Evals
Define and run prompt/response evals to catch Analysis Agent quality regressions.
Evals are sets of prompts and expected responses that measure how well the agent answers questions that matter to your business. They are easy to underinvest in for AI analytics, and they are one of the main ways the data team stays proactive about quality instead of waiting for business users to hit bad answers.
Where to find it
Open Evals in the product to see defined evals and how the agent has performed on them over time.
What evals cover
Evals can be simple or complex:
- Lookup questions: for example, a metric value or breakdown that should always resolve through the semantic layer.

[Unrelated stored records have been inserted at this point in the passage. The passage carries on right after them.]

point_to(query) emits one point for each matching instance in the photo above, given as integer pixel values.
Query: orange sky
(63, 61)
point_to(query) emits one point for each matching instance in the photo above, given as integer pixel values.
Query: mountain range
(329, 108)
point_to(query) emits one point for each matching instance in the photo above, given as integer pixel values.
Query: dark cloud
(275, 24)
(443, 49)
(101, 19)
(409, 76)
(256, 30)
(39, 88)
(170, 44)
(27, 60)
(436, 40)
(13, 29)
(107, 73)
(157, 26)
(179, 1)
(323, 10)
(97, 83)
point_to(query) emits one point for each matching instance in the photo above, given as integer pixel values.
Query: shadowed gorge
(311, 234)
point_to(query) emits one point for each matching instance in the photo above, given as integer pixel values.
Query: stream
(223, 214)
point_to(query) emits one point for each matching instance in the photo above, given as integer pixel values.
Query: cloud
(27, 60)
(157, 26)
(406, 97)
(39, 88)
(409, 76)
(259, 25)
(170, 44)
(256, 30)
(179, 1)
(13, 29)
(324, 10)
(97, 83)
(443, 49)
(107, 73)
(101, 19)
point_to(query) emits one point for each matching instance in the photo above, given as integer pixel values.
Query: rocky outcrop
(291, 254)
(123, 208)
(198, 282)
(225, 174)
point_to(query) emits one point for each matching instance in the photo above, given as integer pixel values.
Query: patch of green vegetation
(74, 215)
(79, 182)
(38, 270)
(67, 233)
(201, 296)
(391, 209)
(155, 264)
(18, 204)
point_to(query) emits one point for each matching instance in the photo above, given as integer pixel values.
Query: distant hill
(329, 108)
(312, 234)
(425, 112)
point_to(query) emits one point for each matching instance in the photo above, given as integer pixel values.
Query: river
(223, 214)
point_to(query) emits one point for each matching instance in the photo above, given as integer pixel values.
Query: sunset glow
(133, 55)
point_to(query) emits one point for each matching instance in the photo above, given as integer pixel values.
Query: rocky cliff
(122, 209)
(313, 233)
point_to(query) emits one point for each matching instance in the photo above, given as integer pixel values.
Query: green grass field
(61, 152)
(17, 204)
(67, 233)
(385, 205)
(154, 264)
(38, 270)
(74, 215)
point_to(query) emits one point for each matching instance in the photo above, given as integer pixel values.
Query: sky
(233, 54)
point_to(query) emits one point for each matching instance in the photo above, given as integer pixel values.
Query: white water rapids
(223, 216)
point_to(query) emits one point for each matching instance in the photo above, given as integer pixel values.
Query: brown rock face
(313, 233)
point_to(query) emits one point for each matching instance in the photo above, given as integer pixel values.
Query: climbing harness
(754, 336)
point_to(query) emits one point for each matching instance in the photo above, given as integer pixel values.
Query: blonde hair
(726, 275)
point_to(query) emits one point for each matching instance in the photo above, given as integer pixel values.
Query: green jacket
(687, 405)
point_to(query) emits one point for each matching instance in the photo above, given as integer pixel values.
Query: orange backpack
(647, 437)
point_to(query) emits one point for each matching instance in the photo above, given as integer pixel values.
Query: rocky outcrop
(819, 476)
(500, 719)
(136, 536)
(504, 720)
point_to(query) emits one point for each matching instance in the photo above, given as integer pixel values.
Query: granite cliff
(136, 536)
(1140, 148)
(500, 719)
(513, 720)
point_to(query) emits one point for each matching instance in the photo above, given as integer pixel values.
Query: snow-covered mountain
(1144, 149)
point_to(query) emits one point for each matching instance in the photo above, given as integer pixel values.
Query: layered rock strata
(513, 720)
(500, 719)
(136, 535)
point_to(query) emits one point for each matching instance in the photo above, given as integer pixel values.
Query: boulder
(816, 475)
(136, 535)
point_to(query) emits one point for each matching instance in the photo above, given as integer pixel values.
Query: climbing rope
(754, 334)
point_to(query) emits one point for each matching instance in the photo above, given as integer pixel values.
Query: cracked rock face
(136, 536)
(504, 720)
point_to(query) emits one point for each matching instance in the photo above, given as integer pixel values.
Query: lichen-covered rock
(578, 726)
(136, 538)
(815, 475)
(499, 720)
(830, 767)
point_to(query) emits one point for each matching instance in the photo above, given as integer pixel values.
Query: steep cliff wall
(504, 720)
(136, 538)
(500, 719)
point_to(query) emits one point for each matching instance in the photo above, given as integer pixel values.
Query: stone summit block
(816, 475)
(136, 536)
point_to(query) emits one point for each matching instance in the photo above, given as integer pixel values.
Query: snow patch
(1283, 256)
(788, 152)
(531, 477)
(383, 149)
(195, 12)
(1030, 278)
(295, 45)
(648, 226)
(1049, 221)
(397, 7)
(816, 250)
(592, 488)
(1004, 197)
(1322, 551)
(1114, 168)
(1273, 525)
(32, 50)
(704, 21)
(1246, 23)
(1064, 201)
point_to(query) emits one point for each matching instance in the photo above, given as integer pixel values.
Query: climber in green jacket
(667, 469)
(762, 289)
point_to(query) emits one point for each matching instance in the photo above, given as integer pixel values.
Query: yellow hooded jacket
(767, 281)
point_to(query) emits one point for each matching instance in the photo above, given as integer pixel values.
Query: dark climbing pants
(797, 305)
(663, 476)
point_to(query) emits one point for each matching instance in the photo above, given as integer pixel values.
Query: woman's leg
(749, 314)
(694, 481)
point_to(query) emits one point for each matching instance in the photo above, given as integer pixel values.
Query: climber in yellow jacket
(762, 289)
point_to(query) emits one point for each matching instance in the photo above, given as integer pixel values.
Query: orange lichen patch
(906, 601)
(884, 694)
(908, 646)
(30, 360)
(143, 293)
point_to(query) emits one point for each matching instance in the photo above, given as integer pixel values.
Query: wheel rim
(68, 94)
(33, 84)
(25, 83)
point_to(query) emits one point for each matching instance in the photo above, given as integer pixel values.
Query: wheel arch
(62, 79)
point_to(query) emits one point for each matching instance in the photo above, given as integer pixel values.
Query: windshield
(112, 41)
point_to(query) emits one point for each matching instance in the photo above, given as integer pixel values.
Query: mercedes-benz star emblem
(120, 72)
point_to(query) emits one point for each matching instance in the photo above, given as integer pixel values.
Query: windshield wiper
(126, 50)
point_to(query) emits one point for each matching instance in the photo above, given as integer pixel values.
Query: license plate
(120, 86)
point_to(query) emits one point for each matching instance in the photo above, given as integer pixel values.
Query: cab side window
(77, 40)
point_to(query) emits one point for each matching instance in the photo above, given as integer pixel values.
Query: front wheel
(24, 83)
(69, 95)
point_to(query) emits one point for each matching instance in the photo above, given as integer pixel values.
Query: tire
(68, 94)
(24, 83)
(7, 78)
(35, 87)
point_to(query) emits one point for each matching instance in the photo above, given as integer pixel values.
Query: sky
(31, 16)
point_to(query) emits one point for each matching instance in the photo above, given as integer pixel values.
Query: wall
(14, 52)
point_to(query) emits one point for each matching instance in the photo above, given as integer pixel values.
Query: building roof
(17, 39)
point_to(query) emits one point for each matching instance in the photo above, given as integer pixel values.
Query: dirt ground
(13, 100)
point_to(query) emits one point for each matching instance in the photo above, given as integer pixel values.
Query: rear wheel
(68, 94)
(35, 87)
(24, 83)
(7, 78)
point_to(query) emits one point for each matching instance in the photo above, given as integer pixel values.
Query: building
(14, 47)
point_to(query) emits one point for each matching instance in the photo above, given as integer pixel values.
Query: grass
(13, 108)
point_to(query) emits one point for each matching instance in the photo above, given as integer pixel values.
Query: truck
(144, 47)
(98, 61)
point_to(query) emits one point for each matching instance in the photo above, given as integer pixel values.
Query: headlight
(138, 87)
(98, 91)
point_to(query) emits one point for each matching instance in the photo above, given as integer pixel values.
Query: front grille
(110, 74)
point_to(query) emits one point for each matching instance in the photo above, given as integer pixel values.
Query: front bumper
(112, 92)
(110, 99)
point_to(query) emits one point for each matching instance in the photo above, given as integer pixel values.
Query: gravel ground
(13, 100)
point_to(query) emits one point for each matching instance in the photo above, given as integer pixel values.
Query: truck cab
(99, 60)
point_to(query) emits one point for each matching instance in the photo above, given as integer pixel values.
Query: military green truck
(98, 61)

- Deep analysis questions: playbook-backed analyses where structure and methodology matter as much as the number.
Over time, teams often grow to dozens or hundreds of evals covering the facets of the business they care about most.
When to run them
Run evals:
- On a fixed schedule (for example daily or weekly).
- When you upgrade models.
- When you change context available to the agent (playbooks, AI context, or semantic definitions).
The result tells you whether quality improved or regressed before those changes reach every business user.
Who creates evals
- Your team can add custom evals for questions you know will be asked repeatedly.
- Sundial provides curated and auto-generated evals for common cross-customer question patterns.
Together with Observability and the Context Engine, evals complete the governance loop: watch real usage, improve context, and verify that quality holds.